To me the most interesting parts were those addressed to Germany:
as you know best, you are not an innocent victim of others' profligacy. You, who should have known better, have also broken the Growth and Stability Pact and your banks also recklessly bought risky bonds... because investors have been selling the bonds of exposed countries and flying to safety, your borrowing costs have been lower than they would have been in normal times, so you may be benefitting in the short term, but... if your neighbours' economies stall or implode, you will suffer greatly, too.
And the summation:
We are not only by far the world's biggest economy but the largest area of peace, democracy and human rights. Peoples in our neighborhood – both East and South – look to us for inspiration. If we get our act together we can become a proper superpower. In an equal partnership with the United States, we can preserve the power, prosperity and leadership of the West.
Also important are the parts in there about restructuring the Europe-wide political institutions so that they have "democratic legitimacy": "Euro-sceptics are right when they say that Europe will only work if it becomes a polity, a community in which people place a part of their identity and loyalty."
Link via Steven Hayward at Powerline (thanks!), who explains that the speech is "startling," because it "represents a change of mind" by Mr. Sikorski: "More than once he said to me, with a mischievous twinkle in his eye, that the chief aim of his diplomacy was to keep Poland from being' Brussified,' that is, keep it from coming under the maw of the soulless and unaccountable administrative tyranny of the Eurocrats. Yet now he's calling for the European Commission and Parliament to be stronger."
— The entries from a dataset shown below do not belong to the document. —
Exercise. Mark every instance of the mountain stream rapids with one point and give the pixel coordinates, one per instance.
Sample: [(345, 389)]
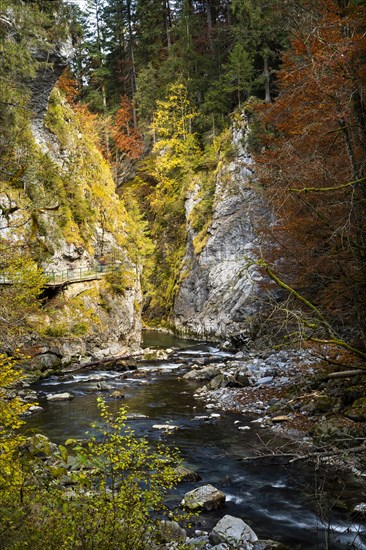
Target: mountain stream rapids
[(278, 502)]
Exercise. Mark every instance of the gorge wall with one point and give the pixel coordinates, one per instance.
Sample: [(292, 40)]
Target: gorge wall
[(61, 207), (220, 295)]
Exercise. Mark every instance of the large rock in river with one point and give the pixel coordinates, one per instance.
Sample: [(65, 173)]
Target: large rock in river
[(233, 531), (204, 498)]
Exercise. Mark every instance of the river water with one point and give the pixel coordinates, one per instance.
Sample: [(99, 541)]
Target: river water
[(278, 502)]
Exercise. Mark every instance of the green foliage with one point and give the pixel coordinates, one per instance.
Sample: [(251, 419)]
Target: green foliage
[(11, 409), (117, 488), (20, 307)]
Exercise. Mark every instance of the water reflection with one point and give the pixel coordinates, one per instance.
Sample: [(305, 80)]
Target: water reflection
[(274, 500)]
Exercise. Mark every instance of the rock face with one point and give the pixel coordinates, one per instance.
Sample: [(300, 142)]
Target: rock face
[(77, 220), (221, 294)]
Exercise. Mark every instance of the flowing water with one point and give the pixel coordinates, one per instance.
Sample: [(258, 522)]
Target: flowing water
[(278, 502)]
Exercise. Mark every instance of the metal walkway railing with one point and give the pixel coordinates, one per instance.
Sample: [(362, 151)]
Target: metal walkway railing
[(68, 276)]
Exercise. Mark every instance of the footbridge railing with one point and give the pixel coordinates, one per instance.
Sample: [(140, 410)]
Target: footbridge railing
[(56, 278)]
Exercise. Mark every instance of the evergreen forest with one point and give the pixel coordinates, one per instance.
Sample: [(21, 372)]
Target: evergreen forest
[(189, 167)]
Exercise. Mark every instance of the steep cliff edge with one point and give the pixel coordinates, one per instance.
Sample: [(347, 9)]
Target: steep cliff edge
[(220, 295)]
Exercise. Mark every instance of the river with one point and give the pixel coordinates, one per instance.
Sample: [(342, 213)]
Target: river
[(276, 501)]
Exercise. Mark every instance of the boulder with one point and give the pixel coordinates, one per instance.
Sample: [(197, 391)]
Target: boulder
[(268, 545), (206, 373), (233, 531), (360, 509), (117, 394), (171, 531), (205, 498), (223, 381), (185, 474), (64, 396)]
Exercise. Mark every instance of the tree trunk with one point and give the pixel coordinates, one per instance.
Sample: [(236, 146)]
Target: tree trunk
[(266, 80)]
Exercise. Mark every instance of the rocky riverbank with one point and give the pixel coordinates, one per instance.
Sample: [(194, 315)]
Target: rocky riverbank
[(305, 395)]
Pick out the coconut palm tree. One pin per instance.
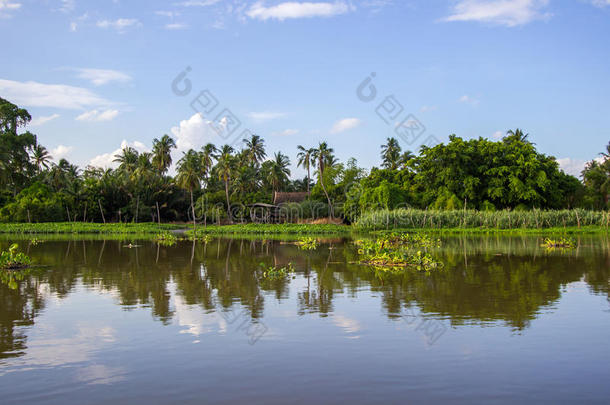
(162, 153)
(41, 157)
(390, 153)
(189, 176)
(324, 157)
(305, 160)
(226, 169)
(255, 149)
(279, 171)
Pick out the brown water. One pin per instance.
(505, 321)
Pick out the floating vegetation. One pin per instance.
(562, 243)
(307, 243)
(11, 259)
(276, 273)
(166, 239)
(397, 252)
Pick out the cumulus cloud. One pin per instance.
(192, 133)
(120, 24)
(265, 116)
(7, 6)
(509, 13)
(98, 115)
(61, 152)
(286, 132)
(575, 166)
(38, 121)
(345, 125)
(293, 10)
(34, 94)
(99, 77)
(106, 160)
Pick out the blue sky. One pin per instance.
(96, 75)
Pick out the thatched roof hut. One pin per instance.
(284, 198)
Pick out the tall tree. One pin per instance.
(390, 153)
(189, 176)
(305, 160)
(255, 149)
(162, 153)
(324, 156)
(226, 170)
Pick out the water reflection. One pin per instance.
(485, 280)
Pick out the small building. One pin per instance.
(274, 213)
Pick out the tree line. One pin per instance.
(218, 183)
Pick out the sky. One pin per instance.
(100, 75)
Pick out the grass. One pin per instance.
(11, 259)
(270, 229)
(483, 220)
(88, 228)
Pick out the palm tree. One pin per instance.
(255, 149)
(324, 156)
(189, 176)
(226, 170)
(41, 157)
(305, 159)
(127, 159)
(279, 172)
(517, 133)
(390, 153)
(162, 153)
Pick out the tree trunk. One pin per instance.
(158, 213)
(228, 201)
(101, 210)
(193, 212)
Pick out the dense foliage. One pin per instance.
(215, 185)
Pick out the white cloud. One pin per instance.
(176, 26)
(61, 152)
(106, 160)
(265, 116)
(294, 9)
(100, 77)
(38, 121)
(600, 3)
(286, 132)
(6, 6)
(468, 100)
(34, 94)
(192, 133)
(428, 108)
(575, 166)
(198, 3)
(98, 115)
(509, 13)
(67, 6)
(120, 25)
(345, 125)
I had dinner with Mr. Sikorski in Warsaw in the late 1990s when he was deputy foreign minister. As a non-American, he's got somewhat different interests than Americans do — it's less clear, from the American point of view, whether we want Europe to be a "proper superpower," or whether we're better off remaining the sole superpower. Being the sole superpower is expensive, so it has its disadvantages, but it also has its advantages. But I tend to come down on the side of the idea that a strong, healthy, Europe nets out positively for America, too, as an ally and a trading partner rather than as a rival. Between the Islamists and the Communist Chinese, there are enough rivals out there already that we don't need to spend a lot of time worrying about the potential of a European one. The Sikorksi speech argues that a failed Europe could be very messy.